You may have heard, although frankly it is probably just as well if you didn’t, that Elon Musk got some mixed results from SARS-CoV-2 rapid tests last week. He opted to use his celebrity to cast aspersions on the value of the tests. Normally I would consider that just another drop of noise in the roiling sea of nonsense. But I realized that the math involved in interpreting these tests is not altogether intuitive, and many of us might be uncertain what to do with such equivocal outcomes. And for some of us, that may already be or may become a concrete reality rather than a hypothetical exercise. So let’s talk through the numbers.
Per Musk, he had two positive results and two negative results. For simplicity, let’s assume that the tests were close enough in time that he didn’t change status along the way–that is to say, he didn’t get two negative results, then become infected, then have two positive results. In that case, two of the results must be wrong. At first glance, it might seem like a tie and so we’ve learned nothing. But in reality, while the particular result of two positives and two negatives is unlikely out of all the possible combinations of outcomes, it is much more likely to happen in one of the two possible scenarios (infected or not) than the other.
To see why, we need to be familiar with how tests are assessed. No screening test is perfect. There is always a chance it will return an incorrect result, and so we need to deal in probabilities. The most natural question to ask is “Given that I got a positive result, what is the probability I am actually infected?” This probability is the positive predictive value. A bit of math can show that while we can certainly answer this question, the value depends on the prevalence of the infection, or the fraction of people in the population who are infected. For the exact same test, the positive predictive value is higher if more people are infected. That makes it complicated to compare tests based on the positive predictive value, and so different probabilities that don’t depend on the prevalence tend to be used and reported.
The probabilities most commonly used are the sensitivity and specificity. Sensitivity answers the question “Given that I am actually infected, what is the probability that I get a positive result?” and specificity answers the question “Given that I am actually not infected, what is the probability that I get a negative result?” Those probabilities do not have to be the same and don’t have a fixed relationship with each other. Musk seems to have been given rapid antigen tests, which tend to have high specificity but somewhat lower sensitivity, a tradeoff for the quick results and simplicity of process.
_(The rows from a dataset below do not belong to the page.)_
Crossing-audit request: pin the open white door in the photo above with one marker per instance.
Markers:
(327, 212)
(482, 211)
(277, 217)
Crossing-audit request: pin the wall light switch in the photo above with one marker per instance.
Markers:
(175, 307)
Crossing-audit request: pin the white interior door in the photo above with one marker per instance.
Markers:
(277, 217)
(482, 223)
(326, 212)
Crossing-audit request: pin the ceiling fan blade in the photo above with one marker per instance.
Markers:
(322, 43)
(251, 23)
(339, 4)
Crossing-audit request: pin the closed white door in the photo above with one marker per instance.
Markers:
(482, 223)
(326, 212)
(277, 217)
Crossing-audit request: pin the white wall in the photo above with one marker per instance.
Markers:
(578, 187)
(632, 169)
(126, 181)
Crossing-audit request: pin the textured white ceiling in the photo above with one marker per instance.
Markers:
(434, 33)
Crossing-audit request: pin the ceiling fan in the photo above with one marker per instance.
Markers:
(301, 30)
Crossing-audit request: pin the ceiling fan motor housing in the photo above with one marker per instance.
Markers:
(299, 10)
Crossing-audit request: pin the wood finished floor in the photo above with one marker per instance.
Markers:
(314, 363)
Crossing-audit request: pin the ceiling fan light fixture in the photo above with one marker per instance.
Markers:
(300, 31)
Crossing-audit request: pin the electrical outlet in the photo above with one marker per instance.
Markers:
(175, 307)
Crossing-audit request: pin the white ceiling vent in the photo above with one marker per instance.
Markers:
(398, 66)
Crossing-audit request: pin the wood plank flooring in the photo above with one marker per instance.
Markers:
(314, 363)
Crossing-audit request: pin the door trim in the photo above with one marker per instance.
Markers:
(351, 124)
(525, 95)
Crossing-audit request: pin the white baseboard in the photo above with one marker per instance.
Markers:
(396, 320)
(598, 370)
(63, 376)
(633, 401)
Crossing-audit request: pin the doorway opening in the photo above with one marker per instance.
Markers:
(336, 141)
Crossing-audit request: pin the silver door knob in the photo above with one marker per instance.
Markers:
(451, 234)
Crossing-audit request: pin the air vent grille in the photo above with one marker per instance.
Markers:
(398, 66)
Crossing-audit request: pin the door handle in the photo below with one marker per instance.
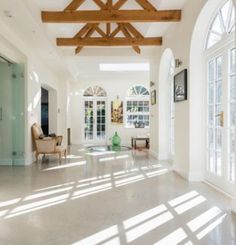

In other words, they will rarely be positive when there is no virus present, but they will sometimes be negative for infected people, especially if those people have less virus. For example, the BD Veritor test, mentioned in some reporting on Musk, has a specificity of 100% and a sensitivity of 84% as reported in this FDA document. Whether that is the exact test Musk got or if he got all four of the same brand I don’t know, but it doesn’t matter for this general discussion; other antigen tests have similar characteristics.
So, time to finally crunch some numbers. In the scenario where Musk is infected, the probability of a positive test is 0.84 and the probability of a negative test is 0.16. So the probability of whichever specific sequence of two positives and two negatives that Musk received is 0.84 x 0.84 x 0.16 x 0.16 = 0.018 or roughly 2%–unlikely, but not impossible. In the scenario that Musk is not infected, the probability of a positive test is 0 and the probability of a negative test is 1. In that case, the probability of his sequence is 0 x 0 x 1 x 1 = 0. Now, that is based on the reported specificity, but it is a bit too tidy; there is likely some small but nonzero chance of a false positive, just too small to have been occurred in the evaluation sample. For simplicity, let’s call it 1% (which is probably too high, but within the 95% confidence interval). So then the probability of his four results if Musk is infected is 0.018 or 2%, and the probability of those four results if Musk is not infected is 0.01 x 0.01 x 0.99 x 0.99 = 9.8×10^5 or roughly 0.01%. Thus, even though his particular sequence of results is very unlikely under either scenario, it is far more likely–184 times more likely in fact–if he is infected than if he isn’t.
For completeness, since we don’t know the exact sequence of results, we can also calculate the probability of getting two positives and two negatives in any order. Since there are 6 such combinations, it is just the probability times 6, or 0.108 (11%) if he is infected and 0.00059 (0.06%) if he is not infected, and the outcome is still 184 times more likely if he is infected than if he isn’t. In other words, if 10 people who were infected each received 4 tests, we could expect 1 of them to have some sequence of 2 positives and 2 negatives.
Now, there is one very important caveat to those calculations. Multiplying probabilities requires independent events, meaning that the outcome of one doesn’t tell you anything about the outcome of another. In this case, it may not be a warranted assumption. For example, if the samples for the tests were taken very close together, there may be fewer virus particles available for subsequent swabs making later tests more likely to be negative. Since we can’t know if the events were really independent, we should not take the above estimates as the definite probabilities of the two scenarios and their relatively likelihood. Nevertheless, I hope the exercise and discussion make it clear that even though the results were not perfectly consistent, it is still the case that something can be learned from such outcomes and that they are not indicative of a bogus test.